Papa dan Mama Daren sangat tidak menyukai Selina entah karena apa.

Aku... sebenarnya tidak peduli apakah Daren masih menjalin hubungan Selina atau tidak karena itu hidupnya. Biarkan dia bertingkah semaunya.

Daren dan Selina berjalan ke arah Gedung C, dimana tempat aku berada.  

Saat melewatiku, Daren melirik sedikit ke arahku yang kubalas hanya dengan senyuman kecil.

Daren dan Selina sangatlah cocok bersama.

"Janisa!"

Aku merasa terpanggil dan saat menoleh, terlihat Markay sedang berjalan ke arahku.

"Udah ngerjain tugas Hukum Pemda?" Tanya Markay lalu duduk di sampingku.

"Udah kok," jawabku.

"Nomor 2 apa sih?

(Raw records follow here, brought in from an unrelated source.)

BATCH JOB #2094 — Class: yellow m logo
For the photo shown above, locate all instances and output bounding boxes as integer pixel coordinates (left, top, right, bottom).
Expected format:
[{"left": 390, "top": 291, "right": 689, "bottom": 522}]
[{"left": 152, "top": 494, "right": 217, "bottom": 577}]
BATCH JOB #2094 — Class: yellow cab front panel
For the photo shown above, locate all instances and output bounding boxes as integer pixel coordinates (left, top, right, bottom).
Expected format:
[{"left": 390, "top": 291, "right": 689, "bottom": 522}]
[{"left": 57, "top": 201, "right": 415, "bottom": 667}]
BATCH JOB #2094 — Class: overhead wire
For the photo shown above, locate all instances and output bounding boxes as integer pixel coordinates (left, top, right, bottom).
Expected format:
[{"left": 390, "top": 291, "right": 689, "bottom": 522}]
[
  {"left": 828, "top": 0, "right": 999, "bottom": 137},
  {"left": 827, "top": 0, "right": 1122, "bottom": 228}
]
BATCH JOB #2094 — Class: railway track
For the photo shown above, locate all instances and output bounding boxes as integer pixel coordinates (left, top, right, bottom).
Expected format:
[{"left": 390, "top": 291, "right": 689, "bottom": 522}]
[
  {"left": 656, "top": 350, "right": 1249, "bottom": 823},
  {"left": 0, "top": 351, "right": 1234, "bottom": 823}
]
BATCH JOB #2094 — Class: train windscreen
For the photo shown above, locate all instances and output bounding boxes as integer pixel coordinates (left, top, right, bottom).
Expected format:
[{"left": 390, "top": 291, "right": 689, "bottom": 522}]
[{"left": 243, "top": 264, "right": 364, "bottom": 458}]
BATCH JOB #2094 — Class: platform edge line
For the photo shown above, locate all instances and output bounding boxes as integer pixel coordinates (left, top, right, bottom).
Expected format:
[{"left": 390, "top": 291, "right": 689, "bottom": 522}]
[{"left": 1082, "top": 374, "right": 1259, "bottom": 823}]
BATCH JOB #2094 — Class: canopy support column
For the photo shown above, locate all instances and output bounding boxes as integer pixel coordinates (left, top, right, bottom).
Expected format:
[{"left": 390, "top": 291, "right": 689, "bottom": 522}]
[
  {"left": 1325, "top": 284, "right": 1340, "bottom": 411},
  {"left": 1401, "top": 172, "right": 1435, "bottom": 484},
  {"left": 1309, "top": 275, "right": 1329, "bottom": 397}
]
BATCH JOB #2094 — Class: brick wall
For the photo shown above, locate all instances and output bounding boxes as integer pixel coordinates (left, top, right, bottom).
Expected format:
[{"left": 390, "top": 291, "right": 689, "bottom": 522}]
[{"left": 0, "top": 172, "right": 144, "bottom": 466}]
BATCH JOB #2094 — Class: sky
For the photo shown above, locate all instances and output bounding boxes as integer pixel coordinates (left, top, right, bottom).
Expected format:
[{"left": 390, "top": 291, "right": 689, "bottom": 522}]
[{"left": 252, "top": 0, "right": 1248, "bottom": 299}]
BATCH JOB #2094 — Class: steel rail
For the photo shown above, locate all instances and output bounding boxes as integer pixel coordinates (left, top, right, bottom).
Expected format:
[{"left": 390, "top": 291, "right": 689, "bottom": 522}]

Gua bingung beneran deh. Ambigu pertanyaannya,"

Aku lalu mengambil tersebut di dalam tas dan mencari jawaban yang ditanyakan oleh Markay.

"Pertama, lo liat dulu Undang-Undangnya terus tinggal di cocokin aja," kataku menjelaskan.

Markay kemudian mengangguk lalu tersenyum cerah.

"Ah iya! Bener juga! Thank you, Sa!" Katanya berterima kasih. Aku hanya tersenyum menanggapi.

Namun, senyumku memudar saat mataku kembali menangkap wajah Daren yang sedang menatap ke arahku dengan tatapan dingin di kursi sana.

Aku menunduk dan mengerti.

Daren pernah berbicara denganku saat hari pertama aku berkuliah. Daren bilang bahwa, aku tidak boleh memiliki banyak teman karena nantinya teman-temanku akan mengetahui bahwa aku sudah menikah dengan Daren.